Home | Docs | Forums | Lists | Bugs | Planet | Store | GMN | Get Gentoo!

Full Text Bug Listing

I'm not sure if the 0.98.39 in portage is
affected...http://securityfocus.com/bid/13506/info/ says that 0.98.38 and
0.98.35 are vulnerable but CAN-2005-1194 just says 0.98


----------------------------------------------
NASM is prone to a remote buffer overflow vulnerability. This issue affects the
'ieee_putascii()' function.

It is likely that an attacker exploits this issue by crafting a malicious
source file to be assembled by the application. This file is sent to an
affected user and if the user loads the file in NASM, the attack may result in
arbitrary code execution.

The attacker may then gain unauthorized access in the context of the user
running NASM.

According to tigger^ 0.98.39 is vulnerable. (Anyway, I didn't see that it was
released on January)

Fixed.  Security team can proceed.

Team members, please advise on this one

Here's from the original advisory
(http://sourceforge.net/mailarchive/forum.php?thread_id=7175315&forum_id=4978)

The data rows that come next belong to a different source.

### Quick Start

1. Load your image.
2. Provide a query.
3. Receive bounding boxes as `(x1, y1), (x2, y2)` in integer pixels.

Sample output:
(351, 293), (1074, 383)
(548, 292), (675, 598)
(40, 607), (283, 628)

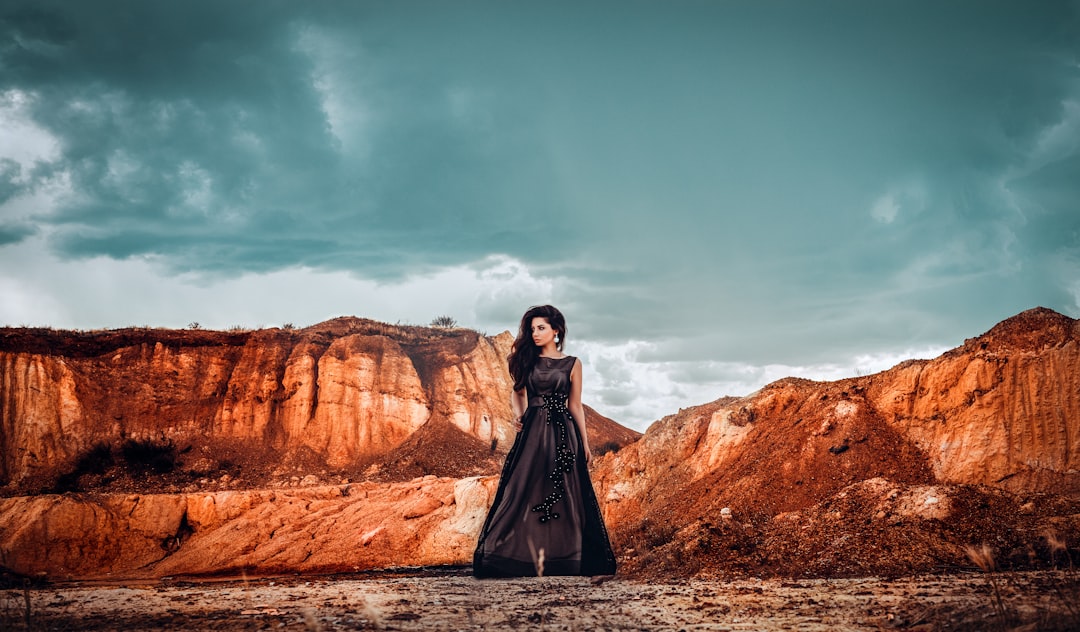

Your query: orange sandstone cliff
(0, 309), (1080, 578)
(595, 309), (1080, 575)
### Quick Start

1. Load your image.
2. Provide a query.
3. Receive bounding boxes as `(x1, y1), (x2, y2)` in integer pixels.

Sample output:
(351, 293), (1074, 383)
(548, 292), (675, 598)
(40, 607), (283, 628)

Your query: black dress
(473, 355), (615, 577)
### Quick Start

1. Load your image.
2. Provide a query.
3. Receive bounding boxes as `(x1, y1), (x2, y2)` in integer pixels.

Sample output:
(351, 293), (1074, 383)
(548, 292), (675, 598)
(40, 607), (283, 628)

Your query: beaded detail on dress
(532, 393), (576, 523)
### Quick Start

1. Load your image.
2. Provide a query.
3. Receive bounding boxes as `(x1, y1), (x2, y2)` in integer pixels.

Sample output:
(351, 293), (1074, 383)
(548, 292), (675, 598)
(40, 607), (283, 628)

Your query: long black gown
(473, 355), (615, 577)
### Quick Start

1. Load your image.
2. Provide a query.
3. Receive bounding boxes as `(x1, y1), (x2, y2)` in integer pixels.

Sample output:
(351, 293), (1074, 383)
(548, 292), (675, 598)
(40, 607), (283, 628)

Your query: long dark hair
(507, 305), (566, 391)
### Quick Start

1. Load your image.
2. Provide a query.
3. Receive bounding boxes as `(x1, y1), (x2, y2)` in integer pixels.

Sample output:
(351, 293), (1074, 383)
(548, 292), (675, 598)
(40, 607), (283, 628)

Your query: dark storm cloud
(0, 1), (1080, 363)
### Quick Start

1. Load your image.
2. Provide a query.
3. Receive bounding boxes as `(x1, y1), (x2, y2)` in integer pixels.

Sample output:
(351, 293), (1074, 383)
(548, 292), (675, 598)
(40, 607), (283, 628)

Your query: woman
(473, 305), (615, 577)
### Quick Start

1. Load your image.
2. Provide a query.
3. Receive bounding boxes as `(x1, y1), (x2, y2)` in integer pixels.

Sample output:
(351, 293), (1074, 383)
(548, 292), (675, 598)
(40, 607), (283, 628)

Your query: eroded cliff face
(0, 476), (497, 579)
(0, 319), (514, 486)
(594, 309), (1080, 574)
(0, 309), (1080, 577)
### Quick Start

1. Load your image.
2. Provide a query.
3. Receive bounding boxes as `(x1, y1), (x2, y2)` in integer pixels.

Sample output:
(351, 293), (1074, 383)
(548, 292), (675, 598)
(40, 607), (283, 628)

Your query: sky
(0, 0), (1080, 430)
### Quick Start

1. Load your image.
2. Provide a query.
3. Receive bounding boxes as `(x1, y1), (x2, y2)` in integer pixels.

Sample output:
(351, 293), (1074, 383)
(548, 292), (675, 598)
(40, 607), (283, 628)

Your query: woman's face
(532, 317), (555, 347)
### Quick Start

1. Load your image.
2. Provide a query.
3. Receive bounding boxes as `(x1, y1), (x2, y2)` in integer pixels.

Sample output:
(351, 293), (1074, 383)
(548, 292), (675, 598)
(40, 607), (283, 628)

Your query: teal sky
(0, 0), (1080, 427)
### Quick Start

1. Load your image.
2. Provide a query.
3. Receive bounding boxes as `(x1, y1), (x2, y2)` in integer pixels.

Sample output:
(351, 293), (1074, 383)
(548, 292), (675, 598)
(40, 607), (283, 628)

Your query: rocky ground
(0, 567), (1080, 632)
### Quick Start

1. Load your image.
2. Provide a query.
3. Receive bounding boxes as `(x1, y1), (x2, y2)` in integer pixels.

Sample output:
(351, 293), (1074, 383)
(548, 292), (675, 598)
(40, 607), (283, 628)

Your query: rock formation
(0, 318), (637, 494)
(0, 309), (1080, 577)
(595, 309), (1080, 574)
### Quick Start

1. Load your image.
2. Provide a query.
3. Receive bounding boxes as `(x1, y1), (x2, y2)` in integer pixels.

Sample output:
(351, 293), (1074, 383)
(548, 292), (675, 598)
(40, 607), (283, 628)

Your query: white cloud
(0, 236), (554, 334)
(870, 193), (900, 224)
(567, 340), (947, 431)
(0, 90), (60, 173)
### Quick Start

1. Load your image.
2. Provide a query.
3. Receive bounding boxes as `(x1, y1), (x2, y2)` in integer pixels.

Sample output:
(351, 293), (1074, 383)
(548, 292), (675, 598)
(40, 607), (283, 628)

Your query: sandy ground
(0, 568), (1080, 631)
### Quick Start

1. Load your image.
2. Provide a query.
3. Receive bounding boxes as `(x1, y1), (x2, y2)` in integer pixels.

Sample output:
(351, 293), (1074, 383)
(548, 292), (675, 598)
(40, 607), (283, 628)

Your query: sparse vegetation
(54, 443), (113, 493)
(963, 532), (1080, 632)
(431, 315), (458, 330)
(596, 441), (622, 456)
(120, 439), (176, 474)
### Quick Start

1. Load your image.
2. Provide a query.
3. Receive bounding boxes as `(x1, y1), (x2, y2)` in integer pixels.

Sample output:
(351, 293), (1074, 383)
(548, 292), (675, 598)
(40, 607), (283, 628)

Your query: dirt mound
(596, 309), (1080, 577)
(959, 307), (1080, 353)
(0, 317), (639, 496)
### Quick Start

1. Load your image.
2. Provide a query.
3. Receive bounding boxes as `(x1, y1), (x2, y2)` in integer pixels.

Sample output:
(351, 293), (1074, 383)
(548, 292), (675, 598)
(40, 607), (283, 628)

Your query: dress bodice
(526, 355), (575, 399)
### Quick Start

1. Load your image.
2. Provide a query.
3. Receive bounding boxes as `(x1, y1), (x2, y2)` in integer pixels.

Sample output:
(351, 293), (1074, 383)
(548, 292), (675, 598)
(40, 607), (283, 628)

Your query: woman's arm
(510, 389), (529, 432)
(566, 360), (593, 463)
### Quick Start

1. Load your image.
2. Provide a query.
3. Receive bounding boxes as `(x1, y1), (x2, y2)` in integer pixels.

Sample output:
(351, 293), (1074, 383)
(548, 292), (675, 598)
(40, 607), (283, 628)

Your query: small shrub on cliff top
(431, 315), (458, 330)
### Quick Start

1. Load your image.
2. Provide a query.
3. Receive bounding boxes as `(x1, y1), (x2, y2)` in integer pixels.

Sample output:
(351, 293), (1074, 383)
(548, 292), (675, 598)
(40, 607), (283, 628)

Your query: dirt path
(0, 569), (1080, 632)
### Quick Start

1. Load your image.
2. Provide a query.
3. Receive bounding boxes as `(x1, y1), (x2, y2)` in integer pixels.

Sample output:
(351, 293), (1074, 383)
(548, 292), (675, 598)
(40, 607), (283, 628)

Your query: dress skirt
(473, 394), (616, 577)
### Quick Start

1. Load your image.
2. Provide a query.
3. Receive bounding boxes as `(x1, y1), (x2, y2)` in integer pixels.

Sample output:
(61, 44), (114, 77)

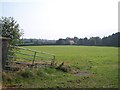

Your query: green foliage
(0, 17), (23, 45)
(2, 46), (118, 88)
(0, 17), (23, 60)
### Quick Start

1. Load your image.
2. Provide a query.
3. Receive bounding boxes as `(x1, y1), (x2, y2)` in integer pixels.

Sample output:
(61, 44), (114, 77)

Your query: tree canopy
(0, 17), (23, 45)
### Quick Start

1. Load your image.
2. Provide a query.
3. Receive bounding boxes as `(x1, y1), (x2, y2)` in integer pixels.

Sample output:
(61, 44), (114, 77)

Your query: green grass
(3, 46), (118, 88)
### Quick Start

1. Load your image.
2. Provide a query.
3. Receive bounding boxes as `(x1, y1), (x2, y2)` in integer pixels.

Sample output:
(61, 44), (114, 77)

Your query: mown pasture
(2, 46), (118, 88)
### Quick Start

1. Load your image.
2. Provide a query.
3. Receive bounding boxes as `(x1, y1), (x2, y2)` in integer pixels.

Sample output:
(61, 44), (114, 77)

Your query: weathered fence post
(0, 37), (9, 70)
(32, 52), (36, 65)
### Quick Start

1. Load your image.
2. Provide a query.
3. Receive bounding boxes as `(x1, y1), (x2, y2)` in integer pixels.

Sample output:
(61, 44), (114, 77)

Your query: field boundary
(5, 46), (55, 68)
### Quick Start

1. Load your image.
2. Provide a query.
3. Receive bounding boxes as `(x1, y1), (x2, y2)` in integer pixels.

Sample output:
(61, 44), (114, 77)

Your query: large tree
(0, 17), (23, 59)
(0, 17), (23, 46)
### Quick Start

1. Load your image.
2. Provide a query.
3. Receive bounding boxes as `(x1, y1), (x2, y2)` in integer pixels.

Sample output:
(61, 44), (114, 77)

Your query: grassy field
(2, 46), (118, 88)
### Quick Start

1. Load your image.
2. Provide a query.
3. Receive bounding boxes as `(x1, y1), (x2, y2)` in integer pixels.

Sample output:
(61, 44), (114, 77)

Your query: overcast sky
(0, 0), (119, 39)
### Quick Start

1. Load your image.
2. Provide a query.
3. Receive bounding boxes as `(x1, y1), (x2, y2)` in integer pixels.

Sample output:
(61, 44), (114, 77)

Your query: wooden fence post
(32, 52), (36, 65)
(0, 37), (9, 70)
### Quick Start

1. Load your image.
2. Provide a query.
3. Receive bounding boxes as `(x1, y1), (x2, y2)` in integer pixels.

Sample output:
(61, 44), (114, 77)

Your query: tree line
(0, 17), (120, 47)
(21, 32), (120, 47)
(56, 32), (120, 47)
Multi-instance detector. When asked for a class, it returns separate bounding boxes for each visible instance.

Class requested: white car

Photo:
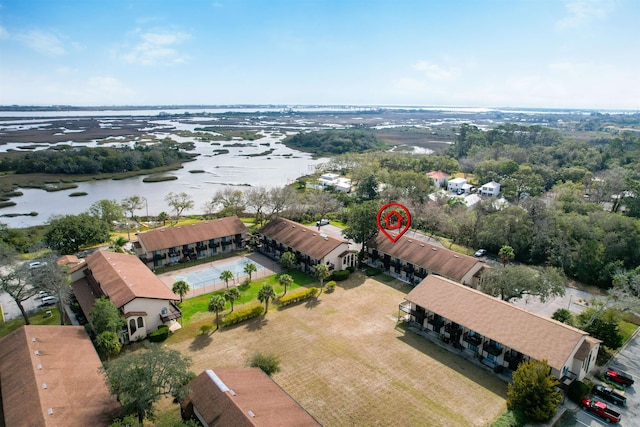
[29,261,47,268]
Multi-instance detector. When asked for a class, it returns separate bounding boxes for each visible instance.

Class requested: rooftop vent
[205,369,229,393]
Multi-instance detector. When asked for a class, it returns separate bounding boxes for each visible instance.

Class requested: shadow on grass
[189,334,213,351]
[304,295,322,309]
[396,325,507,398]
[245,313,269,332]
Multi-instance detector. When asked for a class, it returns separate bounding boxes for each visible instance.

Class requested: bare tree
[212,188,246,216]
[268,187,295,219]
[244,187,269,226]
[0,243,38,325]
[309,191,342,230]
[30,257,71,325]
[164,192,193,222]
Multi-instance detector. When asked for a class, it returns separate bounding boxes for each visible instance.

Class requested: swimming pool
[176,258,264,289]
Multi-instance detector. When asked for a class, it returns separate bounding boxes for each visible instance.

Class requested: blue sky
[0,0,640,110]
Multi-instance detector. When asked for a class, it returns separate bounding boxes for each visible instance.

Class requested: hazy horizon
[0,0,640,111]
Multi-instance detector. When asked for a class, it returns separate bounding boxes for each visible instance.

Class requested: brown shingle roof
[406,275,588,370]
[183,368,320,427]
[258,218,346,260]
[87,251,180,308]
[369,233,480,281]
[138,216,248,252]
[0,325,120,426]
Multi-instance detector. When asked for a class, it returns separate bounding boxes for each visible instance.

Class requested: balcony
[444,322,461,334]
[504,350,522,365]
[482,341,502,356]
[462,332,482,346]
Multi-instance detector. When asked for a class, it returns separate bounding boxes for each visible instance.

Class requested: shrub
[365,267,382,276]
[280,288,320,306]
[331,270,351,282]
[567,381,591,404]
[149,325,169,342]
[200,323,215,335]
[222,304,264,326]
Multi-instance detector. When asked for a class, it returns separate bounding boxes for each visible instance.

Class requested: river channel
[0,113,326,228]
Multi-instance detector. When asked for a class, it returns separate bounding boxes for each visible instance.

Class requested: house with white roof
[447,178,467,193]
[480,181,500,197]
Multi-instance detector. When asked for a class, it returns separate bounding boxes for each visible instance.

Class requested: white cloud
[413,60,460,81]
[16,30,66,56]
[119,32,190,65]
[556,0,613,30]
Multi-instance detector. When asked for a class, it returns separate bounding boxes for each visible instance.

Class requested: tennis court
[175,259,264,289]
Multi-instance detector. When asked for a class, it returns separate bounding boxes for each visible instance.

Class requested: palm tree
[220,270,233,289]
[316,264,331,293]
[158,211,169,226]
[171,280,189,304]
[224,288,240,311]
[498,245,516,267]
[244,262,258,281]
[278,274,293,295]
[111,236,129,253]
[258,283,276,314]
[209,294,225,331]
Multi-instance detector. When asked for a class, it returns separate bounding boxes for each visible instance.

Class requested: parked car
[40,296,58,305]
[604,369,634,386]
[29,261,47,268]
[580,397,621,423]
[593,384,627,406]
[473,249,487,257]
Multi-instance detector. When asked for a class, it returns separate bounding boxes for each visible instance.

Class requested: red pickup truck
[604,369,633,386]
[581,397,620,423]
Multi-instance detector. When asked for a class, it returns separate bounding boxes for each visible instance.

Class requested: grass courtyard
[162,273,507,426]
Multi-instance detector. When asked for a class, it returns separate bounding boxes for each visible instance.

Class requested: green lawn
[0,307,60,338]
[180,270,318,323]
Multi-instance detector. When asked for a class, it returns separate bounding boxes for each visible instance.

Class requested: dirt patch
[168,273,506,426]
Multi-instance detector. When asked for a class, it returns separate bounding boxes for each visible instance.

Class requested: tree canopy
[103,344,194,423]
[507,360,562,422]
[44,213,109,255]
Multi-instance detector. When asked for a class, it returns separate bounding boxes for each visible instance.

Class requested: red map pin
[376,202,411,243]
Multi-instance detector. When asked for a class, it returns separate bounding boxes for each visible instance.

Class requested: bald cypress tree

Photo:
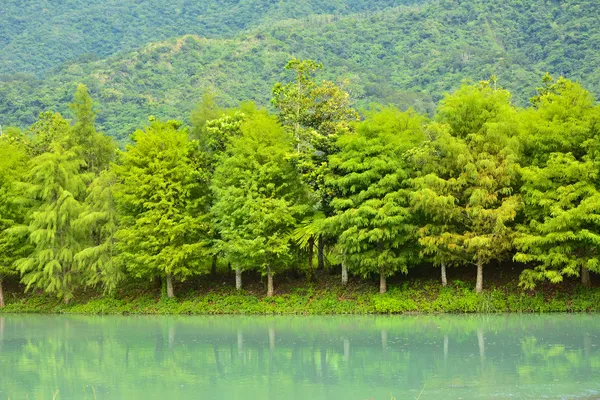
[16,143,90,303]
[412,82,521,293]
[0,133,29,307]
[212,112,305,296]
[330,108,423,293]
[115,121,209,297]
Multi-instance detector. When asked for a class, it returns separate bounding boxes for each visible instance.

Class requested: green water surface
[0,314,600,400]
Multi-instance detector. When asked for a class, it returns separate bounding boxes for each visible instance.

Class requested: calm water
[0,315,600,400]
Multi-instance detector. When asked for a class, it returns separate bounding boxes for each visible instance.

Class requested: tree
[412,82,521,293]
[73,170,124,293]
[115,121,208,297]
[514,75,600,289]
[271,59,359,269]
[212,112,305,296]
[67,84,115,174]
[190,92,225,139]
[0,133,29,307]
[15,142,89,303]
[330,108,423,293]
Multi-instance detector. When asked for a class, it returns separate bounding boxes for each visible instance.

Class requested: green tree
[67,84,115,174]
[0,133,28,307]
[115,121,208,297]
[15,142,89,303]
[73,170,124,293]
[271,59,359,271]
[412,82,521,293]
[212,112,305,296]
[515,75,600,289]
[330,108,424,293]
[190,92,225,139]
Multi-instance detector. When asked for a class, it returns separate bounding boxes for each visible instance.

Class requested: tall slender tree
[115,121,209,297]
[272,59,359,269]
[515,75,600,289]
[73,170,124,293]
[412,82,521,293]
[16,142,90,303]
[330,108,424,293]
[67,84,115,174]
[0,132,29,307]
[212,112,305,296]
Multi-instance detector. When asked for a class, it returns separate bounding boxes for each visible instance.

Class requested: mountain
[0,0,417,77]
[0,0,600,139]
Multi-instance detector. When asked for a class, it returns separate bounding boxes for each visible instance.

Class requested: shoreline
[0,282,600,315]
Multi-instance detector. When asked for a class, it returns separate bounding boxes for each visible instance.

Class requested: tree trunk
[475,261,483,293]
[379,268,387,294]
[167,274,175,299]
[581,267,592,289]
[317,235,325,270]
[267,268,274,297]
[442,263,448,287]
[342,263,348,286]
[308,237,315,281]
[210,254,217,278]
[235,267,242,290]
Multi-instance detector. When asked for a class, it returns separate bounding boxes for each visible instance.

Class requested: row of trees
[0,60,600,302]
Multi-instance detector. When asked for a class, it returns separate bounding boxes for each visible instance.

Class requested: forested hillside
[0,0,600,140]
[0,59,600,306]
[0,0,418,76]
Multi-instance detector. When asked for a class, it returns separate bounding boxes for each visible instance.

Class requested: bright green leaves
[115,121,208,294]
[412,84,520,292]
[330,108,424,291]
[0,133,29,286]
[15,143,91,301]
[67,85,115,174]
[515,76,600,289]
[212,112,306,290]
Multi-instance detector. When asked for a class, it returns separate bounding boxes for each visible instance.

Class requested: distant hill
[0,0,600,138]
[0,0,419,77]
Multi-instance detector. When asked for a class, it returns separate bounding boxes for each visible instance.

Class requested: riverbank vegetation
[0,59,600,313]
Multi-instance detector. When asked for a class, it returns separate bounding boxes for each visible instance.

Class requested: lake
[0,314,600,400]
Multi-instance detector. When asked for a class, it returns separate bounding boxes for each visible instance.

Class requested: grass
[0,273,600,315]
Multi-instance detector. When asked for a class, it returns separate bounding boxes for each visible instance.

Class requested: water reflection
[0,315,600,400]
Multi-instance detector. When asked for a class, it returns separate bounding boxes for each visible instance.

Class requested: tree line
[0,59,600,304]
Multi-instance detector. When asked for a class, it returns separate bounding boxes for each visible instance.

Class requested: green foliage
[212,112,305,282]
[514,76,600,289]
[0,136,29,281]
[330,108,424,288]
[0,0,600,142]
[115,121,208,290]
[67,85,115,174]
[13,143,90,302]
[73,171,124,292]
[412,83,521,291]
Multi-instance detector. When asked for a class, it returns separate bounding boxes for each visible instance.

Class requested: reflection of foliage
[2,315,600,399]
[517,338,600,383]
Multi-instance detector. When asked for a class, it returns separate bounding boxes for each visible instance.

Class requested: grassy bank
[0,277,600,315]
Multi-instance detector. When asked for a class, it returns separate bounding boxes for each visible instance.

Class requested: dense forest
[0,0,600,144]
[0,59,600,303]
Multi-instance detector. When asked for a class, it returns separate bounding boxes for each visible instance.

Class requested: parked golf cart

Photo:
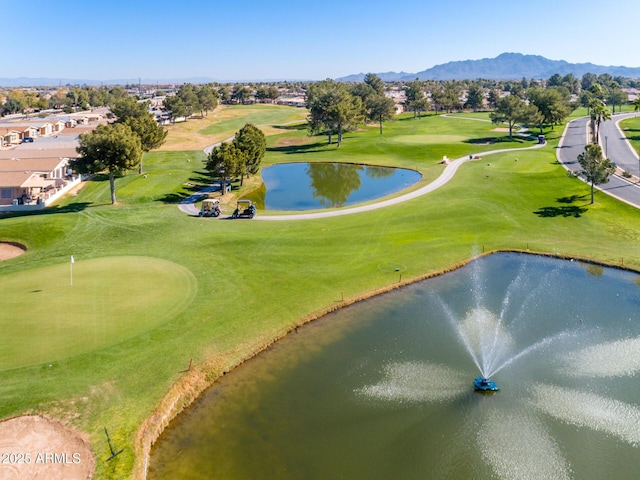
[231,200,256,218]
[198,198,220,217]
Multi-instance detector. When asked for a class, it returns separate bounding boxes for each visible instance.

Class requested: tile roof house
[0,157,80,211]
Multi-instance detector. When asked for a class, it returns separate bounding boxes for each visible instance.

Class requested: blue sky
[5,0,640,81]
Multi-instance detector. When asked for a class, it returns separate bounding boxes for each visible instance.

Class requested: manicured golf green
[0,106,640,479]
[0,257,196,370]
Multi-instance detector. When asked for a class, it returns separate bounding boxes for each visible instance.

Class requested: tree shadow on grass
[267,142,327,154]
[463,135,526,145]
[533,195,588,218]
[273,123,308,131]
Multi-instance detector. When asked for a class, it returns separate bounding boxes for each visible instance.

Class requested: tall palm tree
[589,98,611,144]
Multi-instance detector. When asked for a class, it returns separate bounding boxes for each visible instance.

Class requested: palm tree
[589,98,611,144]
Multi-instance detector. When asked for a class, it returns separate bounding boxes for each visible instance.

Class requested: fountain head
[473,377,500,392]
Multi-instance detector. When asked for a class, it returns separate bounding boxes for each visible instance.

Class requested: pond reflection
[262,163,421,210]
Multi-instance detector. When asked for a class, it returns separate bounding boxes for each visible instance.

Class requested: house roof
[0,147,80,160]
[0,127,20,135]
[0,157,68,173]
[0,171,35,188]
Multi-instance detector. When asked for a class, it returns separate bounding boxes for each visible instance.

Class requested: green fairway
[0,257,196,370]
[0,106,640,479]
[620,117,640,152]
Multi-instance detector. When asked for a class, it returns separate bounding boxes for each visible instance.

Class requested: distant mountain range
[0,77,305,87]
[336,53,640,82]
[0,53,640,87]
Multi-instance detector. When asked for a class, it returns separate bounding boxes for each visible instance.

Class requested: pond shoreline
[133,249,640,479]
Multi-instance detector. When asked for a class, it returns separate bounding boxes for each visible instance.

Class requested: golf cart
[231,200,256,218]
[198,198,220,217]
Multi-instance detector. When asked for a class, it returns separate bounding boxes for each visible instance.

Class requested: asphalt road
[556,113,640,208]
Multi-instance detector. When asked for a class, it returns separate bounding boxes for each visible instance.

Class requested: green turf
[620,117,640,153]
[0,107,640,479]
[0,257,196,369]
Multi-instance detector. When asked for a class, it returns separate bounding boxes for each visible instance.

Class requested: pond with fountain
[148,253,640,480]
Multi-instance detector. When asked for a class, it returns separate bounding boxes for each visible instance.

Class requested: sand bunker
[0,242,27,261]
[0,416,95,480]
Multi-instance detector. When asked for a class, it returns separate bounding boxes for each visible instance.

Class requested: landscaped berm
[0,242,26,262]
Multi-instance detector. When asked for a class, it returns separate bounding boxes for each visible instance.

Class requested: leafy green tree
[589,98,611,143]
[2,98,24,115]
[206,142,246,195]
[307,79,363,148]
[233,123,267,184]
[527,87,571,133]
[487,88,500,110]
[466,83,484,112]
[218,85,231,103]
[164,95,187,123]
[578,144,615,204]
[607,86,629,113]
[580,73,598,90]
[404,78,428,118]
[111,97,167,173]
[70,123,142,204]
[489,95,526,139]
[231,83,251,105]
[366,95,396,135]
[364,73,384,96]
[196,85,218,116]
[442,82,460,113]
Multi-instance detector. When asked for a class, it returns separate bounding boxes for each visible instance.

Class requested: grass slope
[0,109,640,478]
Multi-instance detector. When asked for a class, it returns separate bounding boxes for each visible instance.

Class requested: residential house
[0,157,79,208]
[0,127,21,148]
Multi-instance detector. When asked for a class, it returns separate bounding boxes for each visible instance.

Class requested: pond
[148,254,640,480]
[262,163,422,210]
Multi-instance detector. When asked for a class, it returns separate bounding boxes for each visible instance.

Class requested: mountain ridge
[336,52,640,82]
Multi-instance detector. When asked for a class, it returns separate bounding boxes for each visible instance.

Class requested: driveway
[556,113,640,208]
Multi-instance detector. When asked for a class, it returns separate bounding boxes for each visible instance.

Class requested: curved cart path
[179,143,546,221]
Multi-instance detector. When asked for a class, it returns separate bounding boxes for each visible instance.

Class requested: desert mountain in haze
[337,53,640,82]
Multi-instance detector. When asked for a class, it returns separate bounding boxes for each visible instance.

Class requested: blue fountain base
[473,377,500,392]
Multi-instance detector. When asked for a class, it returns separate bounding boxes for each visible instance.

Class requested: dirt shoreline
[133,248,640,480]
[0,242,27,262]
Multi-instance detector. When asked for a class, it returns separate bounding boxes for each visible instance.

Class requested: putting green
[392,134,469,145]
[0,257,197,370]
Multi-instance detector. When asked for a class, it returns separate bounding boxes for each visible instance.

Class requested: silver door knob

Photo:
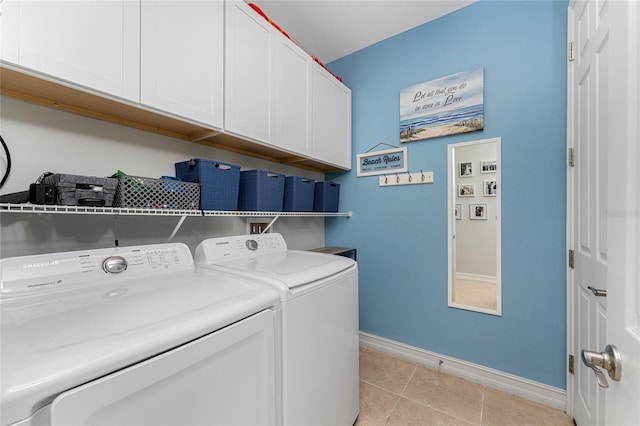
[582,345,622,388]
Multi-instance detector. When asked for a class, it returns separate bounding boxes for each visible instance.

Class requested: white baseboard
[360,332,567,411]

--- nasm-0.98.39/output/outieee.c.overfl 2005-01-15 23:16:08.000000000 +0100
 +++ nasm-0.98.39/output/outieee.c 2005-04-01 12:55:17.231530832 +0200
 @@ -1120,7 +1120,7 @@ static void ieee_putascii(char *format, 
      va_list ap;
  
      va_start(ap, format);
 -    vsprintf(buffer, format, ap);
 +    vsnprintf(buffer, sizeof(buffer), format, ap);
      l = strlen(buffer);
      for (i = 0; i < l; i++)
          if ((buffer[i] & 0xff) > 31)

It's here in CVS:
http://sourceforge.net/mailarchive/forum.php?thread_id=7218790&forum_id=9091

Why are we still talking about this?  It's fixed in portage already.  Security
team, do your announce thing and let's move on.

Closing without GLSA, because it relies on a too dumb user to work.